India being a multi-religious society, there exist different laws for different religions.Therefore the process of Divorce varies according to one’s religion. For instance Hindus, Sikhs, Jains and Buddhist are governed by the Hindu Marriage Act,1955 while Christians are governed by the Indian Divorce Act,1869 and the Indian Christian Marriage Act,1872. Divorce among Muslims is governed by the Dissolution of Marriage Act,1939 and Muslim women (Protection of Rights on Divorce),1986. On the other hand all inter-community marriages are governed by the Special Marriage Act, 1956.
A Divorce settlement does not merely involve dissolution of personal relation between husband and wife but also includes matters such as custody of children, alimony, division of property etc.
A couple may file a divorce petition by mutual consent or either of them may file for a divorce without the consent of the other.
It is the simplest and the least traumatic way of obtaining a divorce wherein both husband and wife agree to get divorced. Matters such as custody of children, maintenance, and property right could also be agreed to mutually. However for the petition to be accepted it is necessary for the husband and wife to have lived separately for at least a year.
As the name suggests, divorce will have to be contested by either the husband or the wife. Across all the personal laws there are specific grounds on which the divorce may be obtained and it is necessary for the person seeking the divorce to mention this ground in his/her petition. The most common grounds on which divorce may be sought through contestation are: Adultery, Cruelty, Desertion,Conversion to another faith, Communicable disease, presumption of death etc.
The procedure for filing a divorce varies according the type of divorce one seeks namely mutual or contested.

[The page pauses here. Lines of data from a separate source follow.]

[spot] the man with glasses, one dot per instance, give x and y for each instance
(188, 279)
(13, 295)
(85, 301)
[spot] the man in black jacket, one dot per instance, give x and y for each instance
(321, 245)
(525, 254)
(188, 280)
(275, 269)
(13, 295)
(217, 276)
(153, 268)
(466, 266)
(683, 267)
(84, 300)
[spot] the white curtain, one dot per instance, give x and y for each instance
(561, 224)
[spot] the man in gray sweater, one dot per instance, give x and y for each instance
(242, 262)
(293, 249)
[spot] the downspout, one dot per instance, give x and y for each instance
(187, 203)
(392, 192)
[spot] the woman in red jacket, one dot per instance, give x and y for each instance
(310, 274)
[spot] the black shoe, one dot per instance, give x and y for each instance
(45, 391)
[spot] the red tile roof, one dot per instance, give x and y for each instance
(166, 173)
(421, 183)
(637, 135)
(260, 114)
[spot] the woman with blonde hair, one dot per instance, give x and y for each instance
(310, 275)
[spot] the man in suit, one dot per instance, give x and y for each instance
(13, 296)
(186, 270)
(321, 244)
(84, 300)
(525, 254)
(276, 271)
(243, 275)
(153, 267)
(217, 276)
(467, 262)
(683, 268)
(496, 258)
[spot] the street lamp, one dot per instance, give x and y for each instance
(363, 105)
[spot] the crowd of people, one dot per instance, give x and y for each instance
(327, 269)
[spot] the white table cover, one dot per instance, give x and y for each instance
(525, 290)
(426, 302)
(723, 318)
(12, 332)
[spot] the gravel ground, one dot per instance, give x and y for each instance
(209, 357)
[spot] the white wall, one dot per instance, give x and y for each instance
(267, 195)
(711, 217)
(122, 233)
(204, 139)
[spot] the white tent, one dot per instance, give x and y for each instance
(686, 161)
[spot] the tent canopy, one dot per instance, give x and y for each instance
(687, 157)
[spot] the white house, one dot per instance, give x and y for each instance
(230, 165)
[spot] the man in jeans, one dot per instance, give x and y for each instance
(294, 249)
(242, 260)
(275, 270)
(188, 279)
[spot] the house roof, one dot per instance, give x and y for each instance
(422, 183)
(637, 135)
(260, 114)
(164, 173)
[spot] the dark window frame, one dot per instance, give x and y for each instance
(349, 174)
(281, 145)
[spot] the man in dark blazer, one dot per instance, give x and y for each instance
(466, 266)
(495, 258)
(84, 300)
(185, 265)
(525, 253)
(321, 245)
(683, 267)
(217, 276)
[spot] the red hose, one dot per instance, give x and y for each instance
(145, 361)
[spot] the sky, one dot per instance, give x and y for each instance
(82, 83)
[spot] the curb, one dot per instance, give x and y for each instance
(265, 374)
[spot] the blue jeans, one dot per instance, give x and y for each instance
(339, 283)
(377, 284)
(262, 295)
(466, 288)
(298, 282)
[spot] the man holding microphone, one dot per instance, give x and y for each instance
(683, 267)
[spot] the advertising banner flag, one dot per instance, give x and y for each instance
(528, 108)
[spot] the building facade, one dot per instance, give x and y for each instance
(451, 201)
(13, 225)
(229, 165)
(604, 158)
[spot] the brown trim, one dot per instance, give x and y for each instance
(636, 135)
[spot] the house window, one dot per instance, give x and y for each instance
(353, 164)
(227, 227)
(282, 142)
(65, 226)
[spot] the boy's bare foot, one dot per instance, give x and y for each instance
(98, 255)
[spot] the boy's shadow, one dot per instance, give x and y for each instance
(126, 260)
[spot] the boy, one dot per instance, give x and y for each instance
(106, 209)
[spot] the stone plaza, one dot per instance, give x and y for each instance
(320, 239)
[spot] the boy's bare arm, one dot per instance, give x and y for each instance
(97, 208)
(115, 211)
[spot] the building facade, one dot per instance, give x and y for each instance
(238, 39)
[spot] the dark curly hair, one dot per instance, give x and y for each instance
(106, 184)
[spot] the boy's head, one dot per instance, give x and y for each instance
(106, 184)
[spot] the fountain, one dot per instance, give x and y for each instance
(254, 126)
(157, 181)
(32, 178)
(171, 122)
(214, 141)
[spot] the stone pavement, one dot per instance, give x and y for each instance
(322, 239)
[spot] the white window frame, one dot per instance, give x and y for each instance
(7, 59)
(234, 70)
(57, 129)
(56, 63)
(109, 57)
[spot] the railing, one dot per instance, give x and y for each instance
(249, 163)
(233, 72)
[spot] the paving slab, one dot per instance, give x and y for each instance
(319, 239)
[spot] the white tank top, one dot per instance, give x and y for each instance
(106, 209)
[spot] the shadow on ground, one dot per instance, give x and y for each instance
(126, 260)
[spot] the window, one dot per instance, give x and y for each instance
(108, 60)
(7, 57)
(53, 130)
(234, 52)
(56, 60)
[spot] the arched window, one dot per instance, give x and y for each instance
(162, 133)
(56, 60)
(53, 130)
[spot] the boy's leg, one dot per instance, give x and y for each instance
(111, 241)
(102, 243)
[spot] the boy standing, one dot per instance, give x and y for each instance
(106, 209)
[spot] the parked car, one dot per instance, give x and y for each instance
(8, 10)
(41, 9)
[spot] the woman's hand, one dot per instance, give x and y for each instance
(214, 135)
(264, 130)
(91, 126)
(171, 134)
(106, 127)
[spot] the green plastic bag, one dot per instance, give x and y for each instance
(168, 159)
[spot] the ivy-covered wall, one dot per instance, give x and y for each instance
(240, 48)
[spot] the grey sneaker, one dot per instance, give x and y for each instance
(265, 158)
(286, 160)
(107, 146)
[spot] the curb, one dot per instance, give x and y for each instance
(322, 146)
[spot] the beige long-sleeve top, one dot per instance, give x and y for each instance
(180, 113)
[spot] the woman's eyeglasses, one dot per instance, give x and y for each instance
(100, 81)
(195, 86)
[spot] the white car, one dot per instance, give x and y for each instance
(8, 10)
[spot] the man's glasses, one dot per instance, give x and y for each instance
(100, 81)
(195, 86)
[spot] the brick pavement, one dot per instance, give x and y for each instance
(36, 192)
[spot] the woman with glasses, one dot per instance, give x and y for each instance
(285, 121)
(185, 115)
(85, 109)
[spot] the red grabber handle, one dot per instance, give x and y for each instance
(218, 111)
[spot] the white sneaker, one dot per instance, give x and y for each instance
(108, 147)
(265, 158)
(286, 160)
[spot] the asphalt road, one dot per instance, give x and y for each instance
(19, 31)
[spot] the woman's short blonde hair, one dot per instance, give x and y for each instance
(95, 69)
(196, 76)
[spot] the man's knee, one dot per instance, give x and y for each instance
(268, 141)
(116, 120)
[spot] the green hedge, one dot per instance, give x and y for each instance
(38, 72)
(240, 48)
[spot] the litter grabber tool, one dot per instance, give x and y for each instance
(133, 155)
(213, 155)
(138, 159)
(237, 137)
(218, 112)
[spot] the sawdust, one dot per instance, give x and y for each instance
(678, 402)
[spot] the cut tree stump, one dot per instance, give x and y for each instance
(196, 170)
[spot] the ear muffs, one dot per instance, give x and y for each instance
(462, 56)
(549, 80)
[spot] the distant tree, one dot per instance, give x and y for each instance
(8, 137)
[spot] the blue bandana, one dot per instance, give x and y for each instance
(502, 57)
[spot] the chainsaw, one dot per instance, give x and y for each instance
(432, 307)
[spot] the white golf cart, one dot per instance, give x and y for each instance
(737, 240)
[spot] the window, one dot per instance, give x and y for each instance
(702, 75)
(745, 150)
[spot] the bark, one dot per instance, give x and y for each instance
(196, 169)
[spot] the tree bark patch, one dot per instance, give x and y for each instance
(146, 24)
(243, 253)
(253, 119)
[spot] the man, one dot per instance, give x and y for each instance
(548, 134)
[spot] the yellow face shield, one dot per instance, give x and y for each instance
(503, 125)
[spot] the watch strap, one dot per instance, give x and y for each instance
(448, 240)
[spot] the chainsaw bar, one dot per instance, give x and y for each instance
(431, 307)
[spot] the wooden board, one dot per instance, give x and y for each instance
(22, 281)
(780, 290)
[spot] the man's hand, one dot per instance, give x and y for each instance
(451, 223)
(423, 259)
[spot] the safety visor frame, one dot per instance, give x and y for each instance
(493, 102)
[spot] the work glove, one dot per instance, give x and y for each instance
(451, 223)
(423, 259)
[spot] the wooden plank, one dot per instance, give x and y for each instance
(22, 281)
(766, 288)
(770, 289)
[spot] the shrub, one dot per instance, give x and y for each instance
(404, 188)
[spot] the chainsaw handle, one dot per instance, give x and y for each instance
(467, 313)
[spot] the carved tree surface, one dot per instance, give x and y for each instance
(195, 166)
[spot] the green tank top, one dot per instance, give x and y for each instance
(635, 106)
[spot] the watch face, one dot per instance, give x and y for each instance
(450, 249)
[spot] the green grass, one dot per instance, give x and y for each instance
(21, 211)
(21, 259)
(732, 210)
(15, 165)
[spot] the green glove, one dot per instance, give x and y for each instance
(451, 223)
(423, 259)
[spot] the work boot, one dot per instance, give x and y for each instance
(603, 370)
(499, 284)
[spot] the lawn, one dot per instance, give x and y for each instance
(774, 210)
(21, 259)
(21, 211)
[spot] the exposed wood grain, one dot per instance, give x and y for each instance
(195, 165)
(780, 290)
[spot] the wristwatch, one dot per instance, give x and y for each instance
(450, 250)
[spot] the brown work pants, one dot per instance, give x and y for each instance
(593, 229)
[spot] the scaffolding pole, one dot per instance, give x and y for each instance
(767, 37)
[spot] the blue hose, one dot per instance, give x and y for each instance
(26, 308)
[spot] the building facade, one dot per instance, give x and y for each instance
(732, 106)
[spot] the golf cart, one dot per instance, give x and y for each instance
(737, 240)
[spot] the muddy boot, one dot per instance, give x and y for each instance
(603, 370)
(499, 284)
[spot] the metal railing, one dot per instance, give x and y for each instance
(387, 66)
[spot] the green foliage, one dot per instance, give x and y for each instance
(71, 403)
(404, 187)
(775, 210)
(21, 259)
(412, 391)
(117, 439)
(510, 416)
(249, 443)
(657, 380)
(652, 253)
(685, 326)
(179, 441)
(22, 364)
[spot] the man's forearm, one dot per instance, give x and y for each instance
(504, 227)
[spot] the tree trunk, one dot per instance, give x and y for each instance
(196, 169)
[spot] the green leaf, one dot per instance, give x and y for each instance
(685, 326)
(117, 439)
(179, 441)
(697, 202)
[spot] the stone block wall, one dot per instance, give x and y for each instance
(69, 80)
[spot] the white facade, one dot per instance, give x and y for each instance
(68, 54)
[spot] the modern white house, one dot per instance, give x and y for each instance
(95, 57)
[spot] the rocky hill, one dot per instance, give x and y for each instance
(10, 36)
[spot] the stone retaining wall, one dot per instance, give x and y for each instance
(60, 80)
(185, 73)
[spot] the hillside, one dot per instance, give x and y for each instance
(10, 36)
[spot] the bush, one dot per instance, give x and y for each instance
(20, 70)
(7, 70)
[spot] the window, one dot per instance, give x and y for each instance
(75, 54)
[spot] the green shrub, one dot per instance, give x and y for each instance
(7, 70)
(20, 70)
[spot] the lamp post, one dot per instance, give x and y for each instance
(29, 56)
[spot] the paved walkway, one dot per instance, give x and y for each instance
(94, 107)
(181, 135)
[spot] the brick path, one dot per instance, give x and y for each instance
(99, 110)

For a divorce by mutual consent, a petition supported by affidavit from both the partners must be submitted before a district court.
This is known as the First Motion Petition which should contain a joint statement that due to their irreconcilable difference they cannot stay together and they must be granted divorce by mutual consent.
After 6 months, a Second Motion Petition has to be filed by the couple and they are required to appear before the court. This gap of 6 months is given mainly as a second opportunity to the couple to reconsider their decision of dissolution of their marriage. Upon the submission of thee Second Petition, if the judge is satisfied that all the necessary requirements and grounds have been met for Divorce by Mutual Consent then the couple is granted a decree for mutual divorce.